Enfin, j'ai revu Taxi (Gérard Pirès) : film que j'estime (spoiler alert : estimais) plutôt, et je n'étais pas le seul car j'ai souvenir qu'il avait eu droit à l'époque à une critique bienveillante jusque dans Télérama (le petit sourire gêné qui semble vouloir dire "plaisir coupable"). Le film a en partie bien vieilli car il est devenu mou, dans le bon sens du terme. C'est à dire mou comme un Bébel random devient mou, une molesse qui rend le film patrimonial, ringard, et finalement franchouillard (tous ces inserts de carambolages craignos là). Mais passé la nostalgie et quelques scènes de comédie qui fonctionnent encore à peu près, c'est festival.
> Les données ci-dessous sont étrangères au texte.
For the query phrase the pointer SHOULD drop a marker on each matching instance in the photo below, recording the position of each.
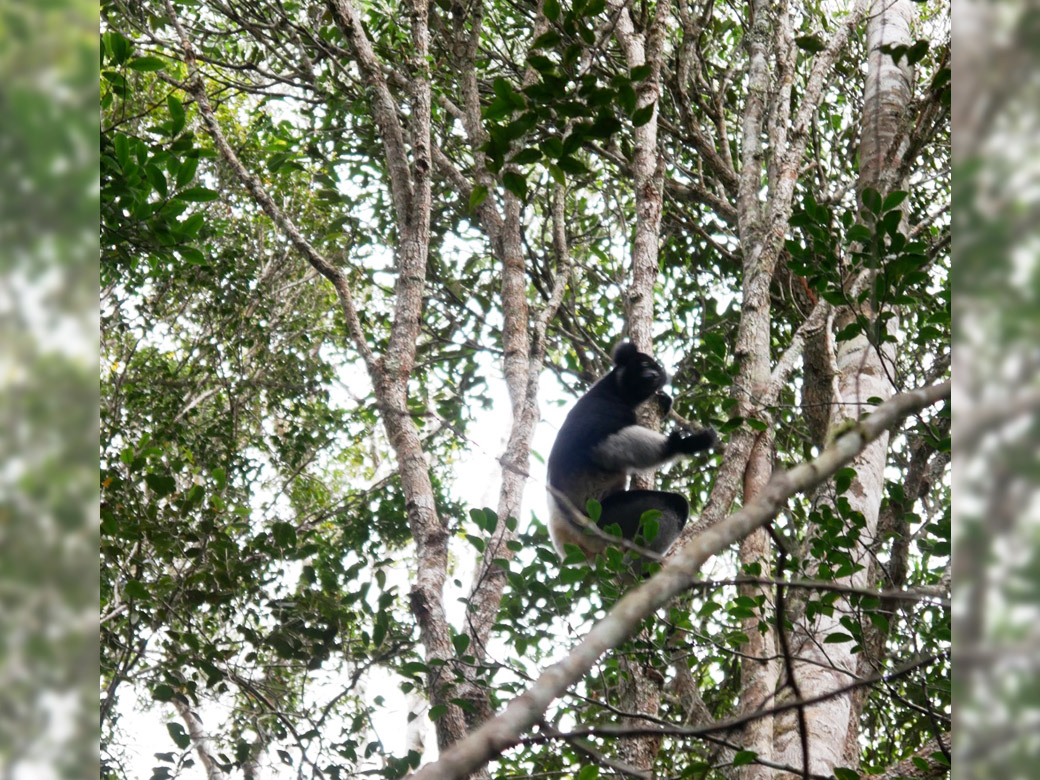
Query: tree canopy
(342, 240)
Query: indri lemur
(601, 444)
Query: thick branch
(678, 574)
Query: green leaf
(842, 479)
(186, 172)
(176, 113)
(162, 692)
(179, 735)
(461, 642)
(161, 485)
(147, 63)
(516, 183)
(859, 234)
(284, 534)
(642, 115)
(156, 179)
(136, 590)
(119, 47)
(192, 256)
(893, 200)
(837, 638)
(526, 156)
(872, 200)
(477, 197)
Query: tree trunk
(863, 371)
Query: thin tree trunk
(862, 372)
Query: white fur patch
(632, 448)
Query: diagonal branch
(505, 729)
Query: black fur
(601, 443)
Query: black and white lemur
(600, 444)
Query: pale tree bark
(523, 335)
(678, 573)
(409, 164)
(862, 370)
(641, 684)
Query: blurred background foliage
(255, 554)
(48, 388)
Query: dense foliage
(256, 556)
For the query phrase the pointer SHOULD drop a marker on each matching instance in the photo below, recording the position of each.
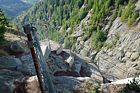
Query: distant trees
(3, 23)
(129, 15)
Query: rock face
(120, 57)
(7, 78)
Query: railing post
(27, 30)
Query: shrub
(3, 23)
(133, 87)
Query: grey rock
(7, 78)
(28, 65)
(84, 52)
(9, 62)
(16, 47)
(134, 56)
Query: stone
(91, 70)
(17, 47)
(84, 52)
(128, 54)
(134, 56)
(70, 61)
(112, 88)
(27, 65)
(9, 62)
(32, 85)
(7, 78)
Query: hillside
(15, 7)
(94, 47)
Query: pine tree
(3, 23)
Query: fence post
(27, 30)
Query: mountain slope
(53, 16)
(14, 7)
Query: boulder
(9, 62)
(67, 84)
(92, 71)
(17, 47)
(7, 78)
(134, 56)
(28, 65)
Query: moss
(3, 53)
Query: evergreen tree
(3, 23)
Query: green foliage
(97, 40)
(128, 14)
(3, 23)
(54, 35)
(133, 87)
(113, 42)
(50, 15)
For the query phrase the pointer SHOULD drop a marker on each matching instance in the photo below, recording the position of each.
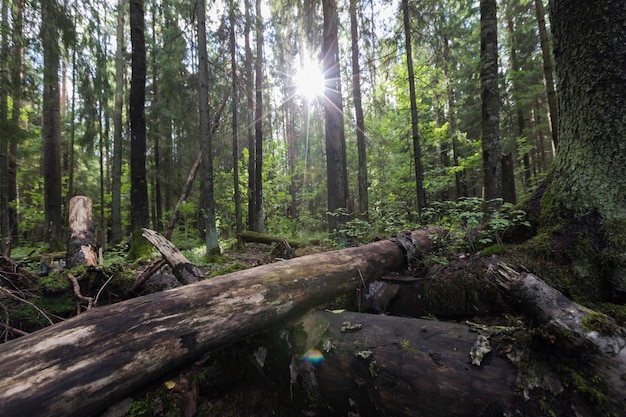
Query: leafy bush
(473, 223)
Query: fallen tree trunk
(256, 237)
(375, 365)
(184, 271)
(81, 366)
(589, 344)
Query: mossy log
(81, 248)
(590, 346)
(375, 365)
(184, 271)
(81, 366)
(249, 236)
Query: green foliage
(227, 269)
(472, 223)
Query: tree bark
(81, 248)
(43, 373)
(184, 271)
(249, 82)
(51, 126)
(259, 221)
(212, 244)
(417, 147)
(5, 228)
(548, 70)
(358, 111)
(16, 78)
(139, 213)
(235, 113)
(492, 166)
(585, 195)
(116, 186)
(377, 365)
(336, 165)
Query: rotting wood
(81, 366)
(183, 270)
(372, 365)
(160, 263)
(81, 248)
(595, 340)
(250, 236)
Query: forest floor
(231, 382)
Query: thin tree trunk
(212, 244)
(250, 117)
(508, 161)
(417, 149)
(156, 127)
(358, 111)
(461, 190)
(492, 165)
(336, 161)
(18, 45)
(51, 126)
(5, 228)
(235, 114)
(290, 133)
(259, 222)
(139, 212)
(116, 187)
(548, 70)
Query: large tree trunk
(585, 197)
(212, 244)
(16, 78)
(548, 70)
(259, 221)
(249, 82)
(51, 126)
(358, 111)
(5, 228)
(336, 165)
(82, 365)
(139, 214)
(492, 166)
(116, 186)
(235, 113)
(417, 147)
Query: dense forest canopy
(90, 150)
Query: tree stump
(81, 248)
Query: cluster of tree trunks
(373, 365)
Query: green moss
(140, 249)
(55, 283)
(613, 257)
(497, 249)
(600, 323)
(406, 347)
(373, 368)
(616, 311)
(463, 295)
(213, 257)
(234, 267)
(590, 386)
(159, 402)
Festival de racisme d'abord : "Le coup des coréens", bien sûr, qui fait chercher le nom de Thierry Roland parmi les scénaristes, mais aussi le personnage de Samy Nacéri, qui s'appelle Daniel et qui rêve de sandwiches au jambon. J'ai sûrement trop écouté La Rumeur pour y voir autre chose qu'un fantasme d'assimilation, mais en 2022 c'est plus un personnage, c'est un tract pour Zemmour. Festival de misogynie surtout : outre le fait qu'une agression sexuelle soit vecteur de comédie (obligation contractuelle pour qui voudrait avoir sa carte "comédie française"), outre que le fait qu'on voit moins le visage de Pétra que sa poitrine, le personnage de Marion Cotillard n'est caractérisé que par son envie de baiser (en passant : je ne vais pas me faire passer pour un allié : pendant les 86 minutes que dure le film, je n'étais caractérisé que par mon envie de baiser Marion Cotillard).
Le film se découvre aussi un nouveau défaut : en 1997, le bad guy était un allemand. En 2022, c'est Emmanuel Macron. On a d'autant plus de mal à l'imaginer braquant une banque.